What Dave Zirin said. A taste:
The Super Dome is supposed to stand, in post-hurricane, post-levees New Orleans as a symbol of the city’s resurgence. It’s also supposed to stand as a symbol of the city’s reborn tourism industry and status as an “event town” ready to be the Mecca for Fortune 500 companies and the hottest happenings in sports. But this economic comeback, with an emphasis on low-paying, zero-benefits service-industry jobs, has had another effect as well: widening inequality. The poverty rate is up to 29 percent, 8 percent higher than in 2007 when the city was still rebuilding after the Hurricane. Child poverty is up to 42 percent and the Lower Ninth Ward has seen its population drop by 80 percent in the last decade. The “event economics” of what Professor Jules Boykoff calls “celebration capitalism” only exacerbates these trends, creating a small army of migrant service-industry workers forever attempting to catch on to the “seasonal work” brought by these splashy yet temporary gatherings.
Last year, Clint Eastwood talked about “Halftime in America” on behalf of Chrysler, but it felt (at least for a moment) like perhaps on behalf of us all, in the wake of the 2008 financial crisis we still have yet to fully recover from.

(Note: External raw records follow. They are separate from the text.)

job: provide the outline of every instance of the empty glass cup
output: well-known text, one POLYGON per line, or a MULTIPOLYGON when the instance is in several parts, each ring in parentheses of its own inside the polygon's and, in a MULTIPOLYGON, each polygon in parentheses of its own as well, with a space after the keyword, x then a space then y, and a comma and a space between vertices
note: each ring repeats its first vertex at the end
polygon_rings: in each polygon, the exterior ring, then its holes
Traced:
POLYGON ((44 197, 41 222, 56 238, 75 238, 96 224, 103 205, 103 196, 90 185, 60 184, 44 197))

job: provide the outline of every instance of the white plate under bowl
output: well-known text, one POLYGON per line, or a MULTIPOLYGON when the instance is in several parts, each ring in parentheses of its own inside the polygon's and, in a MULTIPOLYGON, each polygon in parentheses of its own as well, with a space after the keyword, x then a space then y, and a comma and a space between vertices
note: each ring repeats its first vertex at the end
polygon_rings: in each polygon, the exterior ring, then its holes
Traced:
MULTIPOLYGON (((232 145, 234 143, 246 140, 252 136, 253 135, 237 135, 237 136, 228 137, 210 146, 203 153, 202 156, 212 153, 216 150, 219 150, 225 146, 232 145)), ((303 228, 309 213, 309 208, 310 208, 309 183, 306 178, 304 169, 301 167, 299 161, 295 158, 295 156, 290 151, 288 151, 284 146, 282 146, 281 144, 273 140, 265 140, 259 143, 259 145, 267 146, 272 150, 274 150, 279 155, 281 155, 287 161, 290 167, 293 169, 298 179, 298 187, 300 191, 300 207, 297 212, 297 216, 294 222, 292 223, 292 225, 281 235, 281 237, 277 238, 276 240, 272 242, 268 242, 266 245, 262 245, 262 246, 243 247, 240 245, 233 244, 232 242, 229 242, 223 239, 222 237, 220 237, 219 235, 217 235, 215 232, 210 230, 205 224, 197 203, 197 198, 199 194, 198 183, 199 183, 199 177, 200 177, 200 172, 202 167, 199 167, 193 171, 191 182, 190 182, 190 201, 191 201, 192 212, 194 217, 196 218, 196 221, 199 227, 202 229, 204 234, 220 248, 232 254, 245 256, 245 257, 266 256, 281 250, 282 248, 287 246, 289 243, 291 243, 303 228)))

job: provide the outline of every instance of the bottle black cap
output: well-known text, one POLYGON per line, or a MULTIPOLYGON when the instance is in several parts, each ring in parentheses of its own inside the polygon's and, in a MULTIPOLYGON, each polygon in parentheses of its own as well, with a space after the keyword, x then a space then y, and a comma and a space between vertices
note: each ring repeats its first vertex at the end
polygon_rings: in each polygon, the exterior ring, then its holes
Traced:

But then Clint Eastwood went loony at the GOP convention this past fall, and it reminded us that he’s only an actor, and those uplifting words in the “Halftime” ad were only words he was paid to say.
What seems clear after yesterday’s post-halftime blackout, though, is that Chrysler, speaking in Eastwood’s voice, had it quite wrong. It’s well past halftime in America. In fact, we’re deep into the fourth quarter, and, like last night’s 49ers, we’re down by more than one touchdown. It’s time for us to dig in an stop tolerating mediocre play from our leaders, and from ourselves. I just hope we can manage to pull ourselves together enough to achieve a better outcome than the 49ers did last night.